I walk past him, breathing in the familiar scent of his cologne, and settle down on one of the beds. It was the one with the duvet smoothed out even though he had just climbed out of it. I'd never been in his room before this moment, but I just knew. He sits on the bed across from me, tapping the pad of his thumb against each of his fingertips repeatedly on his right hand, while leaning back on his left one.
"What's up?".
"I love you, toady. I haven't told you that in a while, haven't even let myself think it, but I do. You were always the best friend I've ever had. We had almost all of our firsts together and honestly, it scared me. I've never had someone who just LOVED me, without requirement. You loved me, simply for who I was and my mom didn't let me believe that I was capable of that. After a while I started to believe it myself"
"So as soon as possible, when I had the opportunity, I was happy to push you away before you could do the same to me. And I've never regretted anything more. I didn't mean any of those things that I said about you. Because, maybe I didn't let you see my whole heart, but you always let me see yours. I just...I want to be your friend again. I need a real, genuine person in my life. I haven't had that in far too long".
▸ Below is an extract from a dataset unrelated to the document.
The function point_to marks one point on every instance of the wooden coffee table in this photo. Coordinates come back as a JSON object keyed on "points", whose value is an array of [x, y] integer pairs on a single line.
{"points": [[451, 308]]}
As I was talking, I'd been looking at everything but him. I'd never poured my heart out like that to anyone. Had never cared enough about someone to put my walls down, and ignore the blaring alarms going off in my head about my loss of self preservation. Because being mean and defensive was how I kept myself from at least LOOKING like the things people did hadn't affected me. I felt sick to my stomach, but for him, it was worth it.
"Nastassia" he says softly, but I stay focused on the cuticles of my right hand. They didn't look as good as they usually did. Had I been neglecting my hand creams? One of my biggest fears is old people's hands. They always looked so BAD. I didn't want mine to end up that way. I had to add hand cream to my daily agenda. It's just as important a task as the rest of them, in my opinion.
"Peach. Look at me, Peach" he says, leaning over just far enough to gently turn me to him by my chin. His hands were soft on my skin. He never forgot his hand cream, I bet.
"I messed up" I say shakily, trying desperately to swallow the knot of feelings in my throat. Why did good feelings never affect you as much as the terrible ones?
"I love you, too. You did mess up, and it hurt me like hell. But it could have never hurt as much as not speaking to you for another two years. I want you in my life, Nastassia. More than anything in this world, I want you in my life. You know I could never be mad at you forever".
He slides his hand down my arm until he locks fingers with mine and tugs me, with little resistance, into his lap, burying his face into my neck like he always used to do. "It felt like an infinite amount of forevers since the last time you called me Peach. But it wasn't, was it. It's just been that long since I admitted to myself that I wanted to hear it, Toady".
"You smell good" is all he replies, his voice thick, since he'd started to cry. One thing I loved about him, is that he was always in tune with his emotions. I loved so many things about him. And his forgiveness is one trait I'd cherish forever. I didn't deserve this, but I wouldn't take it for granted.